Jump to Last Post 1-8 of 8 discussions (8 posts)
  1. Shil1978 profile image92
    Shil1978posted 6 years ago

    How Best to Deal With an Attention-Seeking Child?

    Do they outgrow the attention-seeking? Should you take steps to have them overcome this behavior, and if so, what kind of steps can you take as a parent to help your child overcome the tendency to seek attention constantly? How much attention is too much attention?

  2. the girls profile image80
    the girlsposted 6 years ago

    Give the child your attention. As a parent, you will know if you have already given enough attention and the child will feel that.

  3. Brittany Daniel profile image58
    Brittany Danielposted 6 years ago

    Some attention is good, while other kinds of attention are bad. If it's attention she craves, reward her with it when she isn't seeking it, as well as when she is exhibiting desired behaviors. However, if she feels she's not getting enough attention from the sources she seeks it from, she may try for attention away from home, and this opens the door to that negative attention that you can't control.

  4. fpherj48 profile image78
    fpherj48posted 6 years ago

    I would like to suggest that the "age" of the child is an extremely vital issue here in terms of offering an appropriate response. 
    Because this information is not provided here, professionlly speakng, there is only one absolutely definite & factual comment that can be made.
    With a specific focus on children age 12 and under, THERE IS NO SUCH CREATURE AS A CHILD WHO DOES NOT SEEK ATTENTION.   
    Here too......You've not explained the "attention-seeking" behavior.
    I will say "the girl" has given some excellent general advice without knowing details.  I would agree with her, but if anyone says much more than this, they're making unfounded and dangerous assumptions....  Good luck.

  5. Shil1978 profile image92
    Shil1978posted 6 years ago

    @fpherj48, regret not including the specifics. The age:  specifically for a 5-year-old.  In general, in the 4 to 12 year-old range. The attention-seeking behavior:  To give you an idea, asking about things she knows full well, yet asks so that I am around her almost all the time. For example, she'd ask me to find her her books (which are right next to her), her crayons (which are lying right next to her again), so on.....Makes me feel that she wants my attention. Of course, I do give her a lot of attention as it is, so that's not the problem I think, but she just seems to want much more attention and I was just trying to find reasons why and what I should do!!

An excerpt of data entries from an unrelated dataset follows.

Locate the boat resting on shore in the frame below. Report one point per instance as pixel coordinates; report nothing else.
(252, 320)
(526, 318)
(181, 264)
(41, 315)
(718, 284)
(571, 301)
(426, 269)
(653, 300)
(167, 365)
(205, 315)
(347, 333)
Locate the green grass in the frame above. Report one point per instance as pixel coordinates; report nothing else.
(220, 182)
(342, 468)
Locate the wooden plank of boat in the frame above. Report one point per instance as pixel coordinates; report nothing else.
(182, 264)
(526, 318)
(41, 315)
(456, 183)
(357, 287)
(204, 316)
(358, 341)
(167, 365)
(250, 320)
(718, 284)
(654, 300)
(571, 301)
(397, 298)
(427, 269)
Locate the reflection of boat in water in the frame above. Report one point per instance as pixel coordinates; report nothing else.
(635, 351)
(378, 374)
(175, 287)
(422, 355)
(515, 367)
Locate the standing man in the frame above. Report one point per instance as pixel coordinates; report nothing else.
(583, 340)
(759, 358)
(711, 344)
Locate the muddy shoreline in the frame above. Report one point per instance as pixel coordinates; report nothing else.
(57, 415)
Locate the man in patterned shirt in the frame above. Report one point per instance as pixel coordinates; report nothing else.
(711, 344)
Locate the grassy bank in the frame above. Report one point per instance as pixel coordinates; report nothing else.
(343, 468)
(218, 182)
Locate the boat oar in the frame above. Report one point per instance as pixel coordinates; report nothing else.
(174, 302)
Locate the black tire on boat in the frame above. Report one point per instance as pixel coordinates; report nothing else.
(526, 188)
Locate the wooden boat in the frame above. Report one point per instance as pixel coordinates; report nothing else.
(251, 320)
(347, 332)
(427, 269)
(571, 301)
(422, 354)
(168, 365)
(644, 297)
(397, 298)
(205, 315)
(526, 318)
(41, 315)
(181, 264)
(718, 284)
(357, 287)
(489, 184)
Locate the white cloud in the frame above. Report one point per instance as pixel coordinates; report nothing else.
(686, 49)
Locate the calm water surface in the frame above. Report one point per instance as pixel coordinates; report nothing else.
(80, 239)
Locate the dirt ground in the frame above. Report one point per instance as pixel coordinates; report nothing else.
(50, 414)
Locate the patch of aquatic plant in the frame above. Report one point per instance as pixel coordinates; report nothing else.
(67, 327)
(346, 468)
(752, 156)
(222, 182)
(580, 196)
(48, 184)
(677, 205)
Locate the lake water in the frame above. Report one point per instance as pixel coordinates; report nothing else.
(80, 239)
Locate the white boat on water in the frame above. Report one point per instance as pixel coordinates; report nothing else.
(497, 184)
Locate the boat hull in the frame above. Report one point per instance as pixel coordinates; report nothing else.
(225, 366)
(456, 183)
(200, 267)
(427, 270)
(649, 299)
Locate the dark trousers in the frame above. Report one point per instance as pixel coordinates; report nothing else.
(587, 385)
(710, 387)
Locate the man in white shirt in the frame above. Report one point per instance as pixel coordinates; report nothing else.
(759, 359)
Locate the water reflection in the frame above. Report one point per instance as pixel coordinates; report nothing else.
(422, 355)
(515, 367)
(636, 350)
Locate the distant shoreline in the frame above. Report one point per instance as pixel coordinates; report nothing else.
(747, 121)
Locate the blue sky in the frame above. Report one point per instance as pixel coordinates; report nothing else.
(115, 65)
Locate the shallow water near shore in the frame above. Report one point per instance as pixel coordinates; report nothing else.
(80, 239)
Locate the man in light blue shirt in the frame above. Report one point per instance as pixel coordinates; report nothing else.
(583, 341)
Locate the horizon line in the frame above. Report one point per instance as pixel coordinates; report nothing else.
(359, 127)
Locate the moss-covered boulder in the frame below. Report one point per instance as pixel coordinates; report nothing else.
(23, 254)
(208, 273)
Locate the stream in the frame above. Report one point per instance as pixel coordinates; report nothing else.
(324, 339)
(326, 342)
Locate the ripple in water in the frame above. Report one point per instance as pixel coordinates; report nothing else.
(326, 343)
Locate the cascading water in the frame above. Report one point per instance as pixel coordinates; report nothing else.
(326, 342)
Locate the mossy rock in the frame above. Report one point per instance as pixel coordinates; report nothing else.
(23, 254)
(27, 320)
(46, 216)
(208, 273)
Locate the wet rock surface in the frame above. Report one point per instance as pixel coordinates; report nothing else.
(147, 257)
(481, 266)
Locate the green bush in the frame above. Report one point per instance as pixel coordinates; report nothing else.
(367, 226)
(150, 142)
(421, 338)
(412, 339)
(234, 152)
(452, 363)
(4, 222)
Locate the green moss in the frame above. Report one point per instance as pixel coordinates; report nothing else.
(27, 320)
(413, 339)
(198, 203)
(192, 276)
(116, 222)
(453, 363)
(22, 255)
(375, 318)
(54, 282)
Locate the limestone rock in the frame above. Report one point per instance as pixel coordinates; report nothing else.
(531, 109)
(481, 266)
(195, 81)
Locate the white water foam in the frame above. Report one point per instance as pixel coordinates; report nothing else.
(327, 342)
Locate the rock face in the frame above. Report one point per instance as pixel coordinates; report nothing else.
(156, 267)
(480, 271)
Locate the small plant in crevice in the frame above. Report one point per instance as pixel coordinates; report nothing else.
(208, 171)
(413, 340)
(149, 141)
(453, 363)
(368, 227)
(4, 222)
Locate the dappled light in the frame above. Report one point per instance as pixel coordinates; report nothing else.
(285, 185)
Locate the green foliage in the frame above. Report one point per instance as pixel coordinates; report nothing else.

  6. flacoinohio profile image81
    flacoinohioposted 6 years ago

    Without having alot of information I am guessing the attention seeking behavior may be negative?  Children who seek attention clearly need attention, since I and others reading have limited knowedge of the person in question.  Are the child's behaviors a skill deficiency or a behavior?  More information is needed.

  7. Lisa HW profile image65
    Lisa HWposted 6 years ago

    Without knowing the age of the child, the behavior, and how often it happens it's not possible for anyone on here to offer a solid answer to the questions you ask.  One thing parents do need to keep in mind, though, is that very often, what a parent interprets as "attention seeking" is really "legitimate attention needing" in a child.

    Personally, I think a parent who thinks his/her child is "an attention seeker",  and has the questions asked here, should set aside any preconceived ideas that the child is "just an attention seeker for the sake of it", check into some child-development books/sites, and talk with lots of other people who have experience with children and see what they seem to think. 

    I'd think one of two things would happen if a parent did the above:  1) Either that parent may come to understand the child's behavior a little better, or 2) that parent would come away feeling as if s/he may have been right to be concerned about the behavior.  I'm not saying that "everyone" else will have all the right answers.  I am, however, saying that talking to enough people and reading enough in child-development resources can give a parent a better reading on whether the child's behavior is pretty standard or not for his age. 

    I'm not making any assumptions here.  I just know that a whole lot of people think children "just want attention" (for the heck of it), when a whole lot of the time (maybe most) there's a lot more to what a child needs/wants than that. 

    A place to start might be to write a Hub about the behavior.  Another place to start might be the HubPages forums under "family/parenting".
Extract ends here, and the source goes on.